A later method, introduced by Griffiths and Cawley, consists in making an artificial sulphide of zinc by bringing the vapours of zinc and sulphur into intimate contact.

In carrying out this process, sulphur is melted in a jacket pan heated preferably by high pressure steam. The melting vessel is connected with a cast-iron still by means of a jacketed pipe, and the connection is regulated by means of a valve in the bottom of the melting pan. The latter should be at such a height above the still that the pressure due to the column of sulphur in the conduit pipe may be greater than the tension of the sulphur vapour in the still, so that when the valve is opened, the sulphur in the melting pans may descend into the still. The still is kept during the process at a temperature of incipient redness, so that when the sulphur reaches it, the sulphur is immediately vaporised and the resulting current of vapour passes to the chamber described below.

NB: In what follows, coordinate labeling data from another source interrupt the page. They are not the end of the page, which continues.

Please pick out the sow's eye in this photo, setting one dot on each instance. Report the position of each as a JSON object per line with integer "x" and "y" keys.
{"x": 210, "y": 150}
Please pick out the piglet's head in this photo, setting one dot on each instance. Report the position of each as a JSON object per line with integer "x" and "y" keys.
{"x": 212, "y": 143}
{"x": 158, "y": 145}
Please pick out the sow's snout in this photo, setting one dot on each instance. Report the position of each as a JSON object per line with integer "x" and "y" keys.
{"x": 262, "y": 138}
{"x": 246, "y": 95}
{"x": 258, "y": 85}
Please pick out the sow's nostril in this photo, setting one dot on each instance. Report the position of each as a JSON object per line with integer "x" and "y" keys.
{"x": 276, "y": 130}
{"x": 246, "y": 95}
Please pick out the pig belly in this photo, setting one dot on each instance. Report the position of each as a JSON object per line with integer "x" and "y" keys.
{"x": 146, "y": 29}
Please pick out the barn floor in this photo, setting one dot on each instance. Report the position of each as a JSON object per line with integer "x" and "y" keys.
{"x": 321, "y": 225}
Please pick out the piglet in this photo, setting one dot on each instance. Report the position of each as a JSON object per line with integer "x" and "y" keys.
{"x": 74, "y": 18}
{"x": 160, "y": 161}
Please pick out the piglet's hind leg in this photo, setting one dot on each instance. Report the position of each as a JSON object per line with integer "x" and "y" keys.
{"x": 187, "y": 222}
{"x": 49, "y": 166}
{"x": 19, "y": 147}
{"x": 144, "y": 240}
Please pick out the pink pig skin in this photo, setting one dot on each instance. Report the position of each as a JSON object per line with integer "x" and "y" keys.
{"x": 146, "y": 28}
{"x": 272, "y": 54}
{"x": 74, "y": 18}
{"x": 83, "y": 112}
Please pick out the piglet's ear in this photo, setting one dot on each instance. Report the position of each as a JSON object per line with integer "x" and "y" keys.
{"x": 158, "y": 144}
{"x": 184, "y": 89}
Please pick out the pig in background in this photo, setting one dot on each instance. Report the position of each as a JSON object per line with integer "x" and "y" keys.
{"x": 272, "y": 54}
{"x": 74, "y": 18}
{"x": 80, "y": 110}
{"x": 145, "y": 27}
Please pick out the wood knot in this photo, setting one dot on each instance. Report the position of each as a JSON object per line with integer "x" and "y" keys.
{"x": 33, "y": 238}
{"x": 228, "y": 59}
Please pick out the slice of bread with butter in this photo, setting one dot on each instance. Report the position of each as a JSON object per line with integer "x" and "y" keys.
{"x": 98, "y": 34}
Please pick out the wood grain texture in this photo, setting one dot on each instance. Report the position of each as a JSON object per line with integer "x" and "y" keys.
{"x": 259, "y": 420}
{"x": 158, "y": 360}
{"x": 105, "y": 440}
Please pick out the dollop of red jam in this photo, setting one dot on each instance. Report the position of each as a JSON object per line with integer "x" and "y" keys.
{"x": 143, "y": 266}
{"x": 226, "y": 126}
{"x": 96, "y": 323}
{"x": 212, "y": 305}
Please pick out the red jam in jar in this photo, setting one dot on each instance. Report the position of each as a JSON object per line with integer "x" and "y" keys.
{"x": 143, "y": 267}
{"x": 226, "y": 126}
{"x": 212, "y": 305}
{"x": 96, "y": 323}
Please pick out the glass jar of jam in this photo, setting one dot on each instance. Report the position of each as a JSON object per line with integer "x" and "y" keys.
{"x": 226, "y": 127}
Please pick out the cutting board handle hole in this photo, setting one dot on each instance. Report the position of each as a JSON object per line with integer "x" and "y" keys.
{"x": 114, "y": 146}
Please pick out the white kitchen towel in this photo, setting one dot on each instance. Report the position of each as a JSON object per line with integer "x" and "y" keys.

Metallic zinc is melted in a retort or crucible, heated preferably by means of a furnace on the Siemens or a similar principle, and raised to such a temperature that it begins to volatilise freely. When this takes place, the resulting zinc vapour is met by a current of sulphur vapour obtained as above described, and in excess of that required to form with the zinc sulphide of zinc. The reaction takes place according to the chemical equation Zn + S = ZnS.

The sulphide of zinc is in the form of white extremely light powder, which is carried along by the current of sulphur into the collecting chamber, such as is used for the manufacture of oxide of zinc. This allows of the separation of the different constituents of the products into different qualities; those parts that are carried the farthest are the whitest and best generally. Those portions nearest to the part of the apparatus where combination takes place may sometimes contain metallic zinc, if the sulphur supply has not been carefully attended to, but this may be separated from the sulphide by levigation.